(375g) Interaction of a Phoretic Microbubble with a Solid Wall

Marangoni self-propulsion of small droplets or bubbles arises when a gradient of surface tension on their interface —due to either a gradient of temperature or chemical composition— induces a flow tangential to the interface that drives the particle towards the opposite direction. This phenomenon is relevant to important processes in both nature and technology, ranging from propulsion of microorganisms, transport in microfluidic devices and collective dynamics in active matter systems. The study of phoretic self-propulsion has received considerable attention during the last few decades, and the literature about this area of research is extensive.

In a recent study we examined numerically the Marangoni self-propulsion of a microbubble immersed in an unbounded viscous liquid, arising after a sector of its interface becomes contaminated with a surfactant. The main result of that study is that the swimming distance is proportional to the fraction of the bubble interface initially clean.

In this work we extend our previous study by examining the interaction of the self-propelling microbubble with a solid wall, towards which the bubble heads on. The study is motivated in cleaning applications and the removal of biofilms by means of microbubbles laden flows, with potential environmental benefits.

The study was carried out by solving numerically the Navier-Stokes and mass conservation equations that describe the transport of momentum and surfactant on the liquid surrounding the freely deforming bubble and on its interface.

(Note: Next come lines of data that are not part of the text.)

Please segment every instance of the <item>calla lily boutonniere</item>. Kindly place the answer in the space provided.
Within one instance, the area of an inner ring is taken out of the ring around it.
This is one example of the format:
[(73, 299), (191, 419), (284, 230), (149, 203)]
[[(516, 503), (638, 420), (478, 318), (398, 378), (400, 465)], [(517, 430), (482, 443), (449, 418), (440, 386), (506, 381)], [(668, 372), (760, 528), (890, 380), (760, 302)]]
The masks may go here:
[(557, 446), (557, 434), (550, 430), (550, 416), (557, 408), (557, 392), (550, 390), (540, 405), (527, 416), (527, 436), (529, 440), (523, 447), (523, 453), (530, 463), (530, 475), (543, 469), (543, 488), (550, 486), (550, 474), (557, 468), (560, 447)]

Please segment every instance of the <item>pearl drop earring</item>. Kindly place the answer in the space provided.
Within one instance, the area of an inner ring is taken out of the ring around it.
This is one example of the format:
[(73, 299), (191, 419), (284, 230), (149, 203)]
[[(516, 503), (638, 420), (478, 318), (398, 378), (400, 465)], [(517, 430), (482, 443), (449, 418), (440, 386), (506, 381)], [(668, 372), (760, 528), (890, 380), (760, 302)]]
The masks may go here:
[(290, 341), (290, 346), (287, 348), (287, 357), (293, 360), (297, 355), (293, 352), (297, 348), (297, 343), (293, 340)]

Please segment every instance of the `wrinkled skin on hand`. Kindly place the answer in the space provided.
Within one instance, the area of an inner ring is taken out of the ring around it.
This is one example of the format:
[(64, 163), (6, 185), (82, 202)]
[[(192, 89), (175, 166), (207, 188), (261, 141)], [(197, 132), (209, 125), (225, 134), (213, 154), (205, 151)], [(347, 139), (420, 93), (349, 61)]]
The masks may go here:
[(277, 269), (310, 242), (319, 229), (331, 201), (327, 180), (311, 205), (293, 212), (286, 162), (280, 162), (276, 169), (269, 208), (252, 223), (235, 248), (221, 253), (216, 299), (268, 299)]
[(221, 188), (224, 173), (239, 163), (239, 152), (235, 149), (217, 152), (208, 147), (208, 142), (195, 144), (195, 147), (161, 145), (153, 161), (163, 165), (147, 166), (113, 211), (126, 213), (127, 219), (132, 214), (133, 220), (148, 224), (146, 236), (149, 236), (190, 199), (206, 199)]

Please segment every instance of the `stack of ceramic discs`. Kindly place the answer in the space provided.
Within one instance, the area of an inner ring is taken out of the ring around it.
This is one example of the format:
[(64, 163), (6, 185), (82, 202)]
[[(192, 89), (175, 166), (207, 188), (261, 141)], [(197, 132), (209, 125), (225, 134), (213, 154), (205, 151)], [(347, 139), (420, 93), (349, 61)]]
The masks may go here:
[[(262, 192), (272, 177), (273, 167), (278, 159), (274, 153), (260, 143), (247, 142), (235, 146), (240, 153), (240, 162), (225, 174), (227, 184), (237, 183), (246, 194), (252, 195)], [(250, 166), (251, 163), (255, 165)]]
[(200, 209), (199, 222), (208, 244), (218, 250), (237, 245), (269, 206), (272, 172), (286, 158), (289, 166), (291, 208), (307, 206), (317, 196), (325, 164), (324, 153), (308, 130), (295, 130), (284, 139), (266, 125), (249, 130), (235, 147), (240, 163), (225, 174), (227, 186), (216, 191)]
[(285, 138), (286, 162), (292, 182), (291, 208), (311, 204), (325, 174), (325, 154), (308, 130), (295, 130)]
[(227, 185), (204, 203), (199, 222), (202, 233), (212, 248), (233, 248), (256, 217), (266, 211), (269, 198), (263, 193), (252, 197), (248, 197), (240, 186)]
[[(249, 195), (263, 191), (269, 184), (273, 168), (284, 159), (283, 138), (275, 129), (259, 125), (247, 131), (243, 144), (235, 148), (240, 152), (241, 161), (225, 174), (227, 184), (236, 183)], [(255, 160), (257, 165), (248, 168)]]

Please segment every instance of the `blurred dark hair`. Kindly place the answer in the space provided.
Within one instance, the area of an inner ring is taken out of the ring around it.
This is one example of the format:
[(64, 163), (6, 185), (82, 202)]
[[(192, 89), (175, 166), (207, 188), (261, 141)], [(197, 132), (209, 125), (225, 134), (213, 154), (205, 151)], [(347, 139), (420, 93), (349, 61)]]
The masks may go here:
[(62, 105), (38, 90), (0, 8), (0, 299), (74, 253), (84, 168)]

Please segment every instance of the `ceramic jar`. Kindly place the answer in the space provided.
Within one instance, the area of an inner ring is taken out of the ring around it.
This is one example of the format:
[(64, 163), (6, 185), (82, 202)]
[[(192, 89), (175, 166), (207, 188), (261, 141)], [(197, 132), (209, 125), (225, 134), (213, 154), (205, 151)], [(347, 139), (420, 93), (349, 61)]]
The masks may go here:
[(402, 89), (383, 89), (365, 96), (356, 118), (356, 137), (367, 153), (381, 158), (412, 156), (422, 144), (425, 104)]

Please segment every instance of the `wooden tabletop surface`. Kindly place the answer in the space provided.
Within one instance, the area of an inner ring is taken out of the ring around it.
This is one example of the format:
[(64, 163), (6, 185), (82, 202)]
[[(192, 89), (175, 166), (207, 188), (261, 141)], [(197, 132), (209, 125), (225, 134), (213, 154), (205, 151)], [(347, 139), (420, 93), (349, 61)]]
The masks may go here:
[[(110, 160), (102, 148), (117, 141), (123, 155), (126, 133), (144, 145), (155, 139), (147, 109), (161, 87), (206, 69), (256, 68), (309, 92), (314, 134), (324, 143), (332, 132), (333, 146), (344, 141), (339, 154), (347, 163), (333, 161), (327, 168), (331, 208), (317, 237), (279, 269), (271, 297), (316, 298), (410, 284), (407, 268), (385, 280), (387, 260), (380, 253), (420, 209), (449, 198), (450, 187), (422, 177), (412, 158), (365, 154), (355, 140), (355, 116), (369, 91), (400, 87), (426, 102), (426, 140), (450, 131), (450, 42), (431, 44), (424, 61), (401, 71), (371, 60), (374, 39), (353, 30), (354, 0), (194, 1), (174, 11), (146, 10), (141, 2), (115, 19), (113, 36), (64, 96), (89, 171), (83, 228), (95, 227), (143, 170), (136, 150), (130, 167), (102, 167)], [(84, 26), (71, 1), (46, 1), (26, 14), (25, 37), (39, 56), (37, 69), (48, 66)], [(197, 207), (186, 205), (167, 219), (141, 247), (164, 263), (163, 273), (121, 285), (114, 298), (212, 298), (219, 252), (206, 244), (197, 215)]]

Our results show that the flow created around the Marangoni self-propelling bubble during its impact on the solid wall produces shear stresses whose magnitude is large enough to remove several types of microorganisms from the surface, as quantified by other authors, and may therefore contribute to the cleaning of fouled surfaces. These effects, however, depend strongly on the initial separation between the bubble and the solid surface.